When they arrived at the door of the house, Zephaniah Pennel was sitting in it, looking toward the sunset.

"Why, reely," he said, "Miss Roxy, we thought you must a-run away with Mara; she's been gone a'most all day."

"I expect she's had enough to talk with Aunt Roxy about," said Mrs. Pennel. "Girls goin' to get married have a deal to talk about, what with patterns and contrivin' and makin' up. But come in, Miss Roxy; we're glad to see you."

Mara turned to Miss Roxy, and gave her a look of peculiar meaning. "Aunt Roxy," she said, "you must tell them what we have been talking about to-day;" and then she went up to her room and shut the door.

Miss Roxy accomplished her task with a matter-of-fact distinctness to which her business-like habits of dealing with sickness and death had accustomed her, yet with a sympathetic tremor in her voice which softened the hard directness of her words. "You can take her over to Portland, if you say so, and get Dr. Wilson's opinion," she said, in conclusion. "It's best to have all done that can be, though in my mind the case is decided."

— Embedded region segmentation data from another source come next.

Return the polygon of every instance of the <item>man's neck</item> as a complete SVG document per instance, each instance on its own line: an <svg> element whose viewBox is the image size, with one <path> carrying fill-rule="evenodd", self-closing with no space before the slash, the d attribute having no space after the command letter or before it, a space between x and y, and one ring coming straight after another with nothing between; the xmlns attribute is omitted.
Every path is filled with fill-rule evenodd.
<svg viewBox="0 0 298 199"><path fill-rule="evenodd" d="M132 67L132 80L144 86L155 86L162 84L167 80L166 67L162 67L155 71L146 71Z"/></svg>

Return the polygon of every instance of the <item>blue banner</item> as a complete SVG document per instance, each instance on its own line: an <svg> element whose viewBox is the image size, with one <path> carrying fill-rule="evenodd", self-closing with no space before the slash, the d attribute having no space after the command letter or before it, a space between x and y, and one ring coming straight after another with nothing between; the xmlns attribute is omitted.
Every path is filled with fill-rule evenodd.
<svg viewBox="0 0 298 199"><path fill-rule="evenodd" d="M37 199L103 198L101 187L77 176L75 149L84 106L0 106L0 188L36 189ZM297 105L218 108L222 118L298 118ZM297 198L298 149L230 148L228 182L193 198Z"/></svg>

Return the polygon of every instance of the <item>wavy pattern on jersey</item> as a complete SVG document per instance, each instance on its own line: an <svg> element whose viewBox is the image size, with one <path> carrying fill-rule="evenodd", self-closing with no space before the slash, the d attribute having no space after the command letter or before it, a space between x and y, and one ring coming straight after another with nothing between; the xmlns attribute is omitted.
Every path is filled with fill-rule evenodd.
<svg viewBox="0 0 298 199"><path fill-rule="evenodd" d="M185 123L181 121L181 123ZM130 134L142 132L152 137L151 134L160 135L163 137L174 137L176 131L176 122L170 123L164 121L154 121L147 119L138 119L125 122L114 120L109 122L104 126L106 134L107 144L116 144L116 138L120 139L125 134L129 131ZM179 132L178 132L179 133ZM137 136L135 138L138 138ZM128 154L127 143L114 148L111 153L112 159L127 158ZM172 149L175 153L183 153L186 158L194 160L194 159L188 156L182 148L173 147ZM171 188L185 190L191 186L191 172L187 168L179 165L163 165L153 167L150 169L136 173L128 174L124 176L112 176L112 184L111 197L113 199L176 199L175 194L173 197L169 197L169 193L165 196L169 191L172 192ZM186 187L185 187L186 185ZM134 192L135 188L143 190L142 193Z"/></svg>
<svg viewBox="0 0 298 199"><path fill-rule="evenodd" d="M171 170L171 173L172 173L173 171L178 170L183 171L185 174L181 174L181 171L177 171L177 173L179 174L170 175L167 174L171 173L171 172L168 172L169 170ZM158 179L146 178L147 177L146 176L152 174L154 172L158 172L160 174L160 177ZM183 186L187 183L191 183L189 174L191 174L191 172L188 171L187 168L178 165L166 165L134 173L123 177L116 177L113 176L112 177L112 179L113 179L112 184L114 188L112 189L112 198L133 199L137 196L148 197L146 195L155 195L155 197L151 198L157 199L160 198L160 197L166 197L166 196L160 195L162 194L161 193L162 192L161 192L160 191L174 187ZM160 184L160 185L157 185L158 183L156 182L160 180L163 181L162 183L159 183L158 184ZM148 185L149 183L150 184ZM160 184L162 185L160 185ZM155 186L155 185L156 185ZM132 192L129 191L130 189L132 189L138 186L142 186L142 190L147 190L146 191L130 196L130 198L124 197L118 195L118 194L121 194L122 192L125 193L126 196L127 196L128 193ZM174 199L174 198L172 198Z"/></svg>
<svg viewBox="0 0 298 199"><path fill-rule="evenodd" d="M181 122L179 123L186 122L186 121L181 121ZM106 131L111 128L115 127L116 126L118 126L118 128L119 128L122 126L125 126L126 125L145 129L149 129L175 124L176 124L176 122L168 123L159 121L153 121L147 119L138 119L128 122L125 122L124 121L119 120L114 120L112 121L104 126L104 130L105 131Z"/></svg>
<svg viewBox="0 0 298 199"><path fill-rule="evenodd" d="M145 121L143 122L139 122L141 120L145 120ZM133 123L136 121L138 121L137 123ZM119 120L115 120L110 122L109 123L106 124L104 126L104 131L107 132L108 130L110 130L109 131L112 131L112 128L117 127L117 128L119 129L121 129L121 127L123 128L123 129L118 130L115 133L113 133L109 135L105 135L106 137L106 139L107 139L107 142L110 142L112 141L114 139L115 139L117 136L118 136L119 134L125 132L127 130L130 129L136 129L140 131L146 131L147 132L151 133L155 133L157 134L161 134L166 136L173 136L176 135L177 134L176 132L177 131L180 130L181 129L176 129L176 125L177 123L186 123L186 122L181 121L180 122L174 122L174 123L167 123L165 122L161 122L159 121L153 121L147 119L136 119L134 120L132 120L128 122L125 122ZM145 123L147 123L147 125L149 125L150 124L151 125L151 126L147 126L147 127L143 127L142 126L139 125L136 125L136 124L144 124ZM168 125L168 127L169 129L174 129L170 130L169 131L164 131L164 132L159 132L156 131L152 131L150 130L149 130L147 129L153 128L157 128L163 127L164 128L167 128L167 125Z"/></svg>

The silence that fell between the three was broken at last by the sound of a light footstep descending the stairs, and Mara entered among them.

She came forward and threw her arms round Mrs. Pennel's neck, and kissed her; and then turning, she nestled down in the arms of her old grandfather, as she had often done in the old days of childhood, and laid her hand upon his shoulder. There was no sound for a few moments but one of suppressed weeping; but she did not weep—she lay with bright calm eyes, as if looking upon some celestial vision.

"It is not so very sad," she said at last, in a gentle voice, "that I should go there; you are going, too, and grandmamma; we are all going; and we shall be forever with the Lord. Think of it! think of it!"

Many were the words spoken in that strange communing; and before Miss Roxy went away, a calmness of solemn rest had settled down on all. The old family Bible was brought forth, and Zephaniah Pennel read from it those strange words of strong consolation, which take the sting from death and the victory from the grave:—

"And I heard a great voice out of heaven. Behold the tabernacle of God is with men, and he will dwell with them, and they shall be his people; and God himself shall be with them and be their God. And God shall wipe away all tears from their eyes; and there shall be no more death, neither sorrow nor crying, for the former things are passed away."